Aqueous rechargeable zinc–iodine (Zn–I₂) batteries with high security and low cost have been considered as a promising candidate for energy storage instruments in recent years. Nevertheless, the commercial application of Zn–I₂ batteries is hampered by the shuttling of triiodide (I₃⁻) ions and the formation of Zn dendrites. Herein, in this work, renewable biomass-based lignin (L) with rich functional groups and a three-dimensional networked structure was constructed on metallic Zn anodes (Zn@L) as an effective protective layer.

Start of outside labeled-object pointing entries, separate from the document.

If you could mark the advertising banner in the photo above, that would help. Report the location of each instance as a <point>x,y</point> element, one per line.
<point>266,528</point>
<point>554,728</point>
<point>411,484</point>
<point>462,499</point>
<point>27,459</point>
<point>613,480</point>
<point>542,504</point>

The presence of L on the Zn surface can suppress the corrosion of I₃⁻ and H₂O to stabilize the electrode/electrolyte interface and prevent the formation of Zn dendrites. The coordination interaction of oxygen-containing functional groups with Zn²⁺ and Zn metal contributes to generate the homogeneous protective films and the strong adsorption energy with metallic Zn, respectively. Zn@L symmetrical cells exhibited a long cycle life of 650 h at 2 mA cm⁻² with a fixed capacity of 2 mA h cm⁻² and a stable coulombic efficiency for up to 500 cycles, better than that of bare Zn. The full cells with Zn@L anodes and I₂ cathodes displayed ultrahigh cycle stability (high capacity retention of 99.7% after 35 000 cycles at 6 A g⁻¹). This work provides a promising strategy to protect Zn anodes by introducing renewable polymers as an effective surface coating layer and implement the high-value utilization of L waste.